ImageIl existe peu d’informations publiques concernant l’agence qui a succédé à la SAVAK, c’est-à-dire le ministère des Renseignements et de la Sécurité [Vezarat-e Ettela'at va Amniat-e Keshvar - VEVAK], connu au départ sous l’acronyme de SAVAMA. Le premier directeur de l’agence était le général Fardoust, arrêté en décembre 1985 accusé d’être un « informateur soviétique ». Mais après l’arrestation du général, le profond désir du gouvernement iranien de prendre le contrôle des organisations de guérilla de gauche a peut-être influencé certains dirigeants du parti de la République islamique à modérer leurs poursuites des agents des services de renseignements militaires.


En 1984, une restructuration de l’organisation de sécurité dirigée par Mohammadi-Raychahri, alors chef du Tribunal révolutionnaire militaire de l’armée, a conduit à la création du ministère des Renseignements et de la Sécurité qui a remplacé la SAVAMA. Les principaux chefs religieux, dont le président du Majlis (parlement) de l’époque, Hachemi Rafsandjani, ont tenu à rappeler les anciens agents pour aider le régime à éliminer l’opposition à l’intérieur du pays. Ainsi, certains agents des services de renseignements, des officiers de grade inférieur de la SAVAK et des responsables des services de renseignements de l’armée ont été invités à travailler de nouveau pour le pouvoir en raison de leur connaissance pointue de la gauche iranienne.
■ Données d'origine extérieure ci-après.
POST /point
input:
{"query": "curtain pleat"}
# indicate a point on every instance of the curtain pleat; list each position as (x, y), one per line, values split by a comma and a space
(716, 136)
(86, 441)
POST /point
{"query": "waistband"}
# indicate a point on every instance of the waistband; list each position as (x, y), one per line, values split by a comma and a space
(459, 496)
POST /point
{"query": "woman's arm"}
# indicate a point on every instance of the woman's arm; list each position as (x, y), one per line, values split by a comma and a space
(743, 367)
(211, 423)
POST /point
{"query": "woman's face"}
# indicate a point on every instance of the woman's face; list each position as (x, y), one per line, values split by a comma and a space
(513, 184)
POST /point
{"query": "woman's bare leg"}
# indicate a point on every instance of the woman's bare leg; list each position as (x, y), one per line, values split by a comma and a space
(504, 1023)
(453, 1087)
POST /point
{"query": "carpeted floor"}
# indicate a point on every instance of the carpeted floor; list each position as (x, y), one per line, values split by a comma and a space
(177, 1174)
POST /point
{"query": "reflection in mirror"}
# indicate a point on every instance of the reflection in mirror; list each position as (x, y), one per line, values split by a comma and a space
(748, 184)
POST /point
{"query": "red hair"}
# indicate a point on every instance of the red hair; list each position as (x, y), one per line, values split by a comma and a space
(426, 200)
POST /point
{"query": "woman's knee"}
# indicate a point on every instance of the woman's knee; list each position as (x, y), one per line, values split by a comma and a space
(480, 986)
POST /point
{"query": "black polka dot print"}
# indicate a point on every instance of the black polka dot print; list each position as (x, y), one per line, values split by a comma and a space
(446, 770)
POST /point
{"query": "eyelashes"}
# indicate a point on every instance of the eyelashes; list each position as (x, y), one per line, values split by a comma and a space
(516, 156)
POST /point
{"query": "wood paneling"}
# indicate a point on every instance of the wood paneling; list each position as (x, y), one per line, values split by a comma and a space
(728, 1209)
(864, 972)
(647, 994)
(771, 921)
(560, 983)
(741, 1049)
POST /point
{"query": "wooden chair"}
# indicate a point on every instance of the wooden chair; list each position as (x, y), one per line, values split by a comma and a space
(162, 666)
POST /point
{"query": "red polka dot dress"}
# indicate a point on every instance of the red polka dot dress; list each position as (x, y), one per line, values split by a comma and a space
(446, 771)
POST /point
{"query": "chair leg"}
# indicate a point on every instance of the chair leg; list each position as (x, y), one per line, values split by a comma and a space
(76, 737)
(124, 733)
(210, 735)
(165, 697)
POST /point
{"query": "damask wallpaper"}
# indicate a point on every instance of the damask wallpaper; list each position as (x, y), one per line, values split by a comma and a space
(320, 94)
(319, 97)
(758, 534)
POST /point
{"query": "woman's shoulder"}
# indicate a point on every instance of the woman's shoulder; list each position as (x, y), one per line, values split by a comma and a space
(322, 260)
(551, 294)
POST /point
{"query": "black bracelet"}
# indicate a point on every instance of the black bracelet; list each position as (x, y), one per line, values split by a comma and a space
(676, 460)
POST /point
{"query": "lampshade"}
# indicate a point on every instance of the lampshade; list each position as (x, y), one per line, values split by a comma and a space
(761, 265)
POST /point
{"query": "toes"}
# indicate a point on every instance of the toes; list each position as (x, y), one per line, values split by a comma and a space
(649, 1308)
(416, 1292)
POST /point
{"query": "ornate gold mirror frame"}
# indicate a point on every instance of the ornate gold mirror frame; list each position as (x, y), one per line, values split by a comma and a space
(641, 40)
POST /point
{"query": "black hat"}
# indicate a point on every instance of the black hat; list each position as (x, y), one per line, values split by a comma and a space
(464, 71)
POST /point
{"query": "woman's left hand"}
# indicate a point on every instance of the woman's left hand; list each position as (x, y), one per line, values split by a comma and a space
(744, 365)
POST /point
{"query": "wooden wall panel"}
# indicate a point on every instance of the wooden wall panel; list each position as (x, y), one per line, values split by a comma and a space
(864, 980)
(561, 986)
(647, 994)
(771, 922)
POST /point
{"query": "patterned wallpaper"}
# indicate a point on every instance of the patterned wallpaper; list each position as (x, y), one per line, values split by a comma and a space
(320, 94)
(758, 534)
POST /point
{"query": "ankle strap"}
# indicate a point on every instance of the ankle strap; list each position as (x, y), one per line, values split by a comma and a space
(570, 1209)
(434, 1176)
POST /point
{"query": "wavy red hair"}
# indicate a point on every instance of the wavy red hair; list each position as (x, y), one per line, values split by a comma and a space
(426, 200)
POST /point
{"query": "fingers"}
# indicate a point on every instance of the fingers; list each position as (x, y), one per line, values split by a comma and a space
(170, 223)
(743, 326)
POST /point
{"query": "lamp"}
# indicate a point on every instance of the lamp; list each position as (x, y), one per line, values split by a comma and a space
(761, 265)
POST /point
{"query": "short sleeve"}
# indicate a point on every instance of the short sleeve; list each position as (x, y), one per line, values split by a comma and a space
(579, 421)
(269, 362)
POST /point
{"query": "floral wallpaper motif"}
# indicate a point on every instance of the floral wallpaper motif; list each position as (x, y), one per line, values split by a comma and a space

D’autres avaient acquis une connaissance approfondie du parti Baath irakien et leur aide s’est avérée inestimable pour les dirigeants.

Bien que cela n’ait pas été vérifié, des observateurs ont avancé que certaines opérations de collecte de renseignements de la SAVAK ont été reprises par le VEVAK. Pourtant, les références idéologiques des nouveaux services étaient radicalement différentes de son prédécesseur impérial. La théocratie en Iran obéit à la philosophie de Khomeiny du Velayat-e Faqih, ou la suprématie du guide religieux, qui impose une autorité absolue sur la population, et d’autre part, cherche à étendre son autorité sur l’ensemble des Musulmans, visant ainsi à « l’exportation de la révolution ».